Binagui-Casas, A.; Granes, A.; Ceccarelli, A.; Karagianni, E.; Ramajo, D. L.; Portero, R.; Annoh, J.; French, M.; Wong, F. C. K.; Chara, O.; Lowell, S.; Wilson, V.

Neuromesodermal progenitors (NMPs) produce the spinal cord and musculoskeleton in the elongating anterior-posterior axis. In vivo, NMPs possess dual potency, coinciding with regions coexpressing SOX2 and TBXT. In vitro, SOX2+TBXT+ cells can be produced from pluripotent cells and, like their in vivo counterparts, colonise neural and mesodermal embryonic regions. However, the potency of individual in vitro SOX2+TBXT+ cells is unclear, confounding comparisons with in vivo data. To address this, we developed a dual Sox2/Tbxt reporter mouse ESC line and demonstrate that single in vitro derived Sox2/Tbxt-expressing cells are bipotent NMPs.

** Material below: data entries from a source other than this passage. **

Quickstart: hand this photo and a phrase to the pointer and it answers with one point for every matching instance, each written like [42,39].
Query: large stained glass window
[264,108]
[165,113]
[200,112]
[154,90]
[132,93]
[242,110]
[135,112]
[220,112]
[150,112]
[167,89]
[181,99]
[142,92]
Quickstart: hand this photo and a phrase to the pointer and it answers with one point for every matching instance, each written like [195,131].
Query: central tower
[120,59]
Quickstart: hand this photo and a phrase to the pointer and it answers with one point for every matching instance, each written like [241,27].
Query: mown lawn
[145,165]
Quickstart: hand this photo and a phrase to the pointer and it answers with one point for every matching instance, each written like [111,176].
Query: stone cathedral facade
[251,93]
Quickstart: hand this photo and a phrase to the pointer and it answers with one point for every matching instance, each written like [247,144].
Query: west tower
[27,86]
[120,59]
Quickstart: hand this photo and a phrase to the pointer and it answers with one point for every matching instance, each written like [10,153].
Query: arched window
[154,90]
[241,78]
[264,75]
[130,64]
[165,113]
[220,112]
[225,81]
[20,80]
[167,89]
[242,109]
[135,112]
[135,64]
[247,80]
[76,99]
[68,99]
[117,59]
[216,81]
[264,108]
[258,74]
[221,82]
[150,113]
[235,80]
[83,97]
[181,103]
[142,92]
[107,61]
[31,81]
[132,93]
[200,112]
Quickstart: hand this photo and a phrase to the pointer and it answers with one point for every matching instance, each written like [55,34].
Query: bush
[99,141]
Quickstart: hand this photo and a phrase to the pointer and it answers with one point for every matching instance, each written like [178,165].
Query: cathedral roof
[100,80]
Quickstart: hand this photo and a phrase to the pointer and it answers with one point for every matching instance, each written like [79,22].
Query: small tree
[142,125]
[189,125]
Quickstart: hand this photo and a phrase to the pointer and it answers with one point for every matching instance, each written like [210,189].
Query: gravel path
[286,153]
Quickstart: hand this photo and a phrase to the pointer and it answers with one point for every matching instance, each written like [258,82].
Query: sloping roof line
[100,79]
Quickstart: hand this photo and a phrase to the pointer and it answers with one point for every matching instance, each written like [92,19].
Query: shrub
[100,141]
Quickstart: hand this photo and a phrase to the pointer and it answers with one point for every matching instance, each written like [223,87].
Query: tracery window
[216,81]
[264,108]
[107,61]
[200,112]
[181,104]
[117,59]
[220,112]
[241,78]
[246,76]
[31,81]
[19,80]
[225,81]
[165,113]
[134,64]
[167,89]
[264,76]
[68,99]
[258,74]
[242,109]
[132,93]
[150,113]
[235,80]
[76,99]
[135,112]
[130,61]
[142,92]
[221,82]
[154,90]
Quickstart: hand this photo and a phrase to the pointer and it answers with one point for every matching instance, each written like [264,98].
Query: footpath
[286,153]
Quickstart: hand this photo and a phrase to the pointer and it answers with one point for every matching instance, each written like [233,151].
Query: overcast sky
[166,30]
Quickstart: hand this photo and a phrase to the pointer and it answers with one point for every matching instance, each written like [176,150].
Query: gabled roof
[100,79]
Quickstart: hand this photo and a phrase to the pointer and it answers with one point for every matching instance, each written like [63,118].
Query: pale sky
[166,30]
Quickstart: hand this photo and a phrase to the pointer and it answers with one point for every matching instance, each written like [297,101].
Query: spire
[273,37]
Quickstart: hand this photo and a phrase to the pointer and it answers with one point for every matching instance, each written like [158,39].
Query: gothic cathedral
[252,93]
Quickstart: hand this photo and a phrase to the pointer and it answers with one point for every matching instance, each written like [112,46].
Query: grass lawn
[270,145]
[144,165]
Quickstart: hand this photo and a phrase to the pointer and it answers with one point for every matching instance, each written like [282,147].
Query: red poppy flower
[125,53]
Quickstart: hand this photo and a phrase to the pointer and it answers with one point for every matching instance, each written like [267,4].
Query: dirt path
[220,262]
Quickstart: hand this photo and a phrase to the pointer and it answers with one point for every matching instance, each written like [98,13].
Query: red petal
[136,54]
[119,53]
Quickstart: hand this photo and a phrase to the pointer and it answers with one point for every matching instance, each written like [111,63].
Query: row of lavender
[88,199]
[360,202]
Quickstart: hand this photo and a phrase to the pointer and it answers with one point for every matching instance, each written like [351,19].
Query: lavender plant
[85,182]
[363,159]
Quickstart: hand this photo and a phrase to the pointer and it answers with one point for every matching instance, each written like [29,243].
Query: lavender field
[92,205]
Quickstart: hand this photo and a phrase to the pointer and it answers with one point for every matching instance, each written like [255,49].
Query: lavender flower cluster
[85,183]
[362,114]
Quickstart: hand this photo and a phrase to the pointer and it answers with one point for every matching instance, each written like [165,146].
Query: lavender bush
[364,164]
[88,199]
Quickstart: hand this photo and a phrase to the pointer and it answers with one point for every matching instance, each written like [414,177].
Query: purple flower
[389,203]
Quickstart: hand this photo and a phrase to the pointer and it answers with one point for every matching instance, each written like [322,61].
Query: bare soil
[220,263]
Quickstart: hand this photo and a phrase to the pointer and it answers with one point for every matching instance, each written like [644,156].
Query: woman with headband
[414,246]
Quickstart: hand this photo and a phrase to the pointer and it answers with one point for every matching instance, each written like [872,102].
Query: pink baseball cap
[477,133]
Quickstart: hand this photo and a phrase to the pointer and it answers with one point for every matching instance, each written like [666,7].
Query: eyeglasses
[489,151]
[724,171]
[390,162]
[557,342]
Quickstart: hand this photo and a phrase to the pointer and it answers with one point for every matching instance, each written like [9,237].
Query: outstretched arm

In vitro derived NMPs also exhibit lateral plate mesoderm potency when cultured in inductive conditions. Surprisingly, we identified two successively higher Tbxt threshold expression levels that correspond to mesoderm bias and specification, respectively. Moreover, clonally plated Sox2+/Tbxt+ cells self-propagate. Media and substrate composition alter the specification thresholds and consequent differentiation outcomes of in vitro derived mouse NMPs. Using this live reporter line, we uncover rapid inhibition of axis elongation following TBXT downregulation in response to WNT or NOTCH inhibition. In summary, this tractable cell line provides evidence supporting a key role for TBXT in tuning cell fate to drive axis elongation.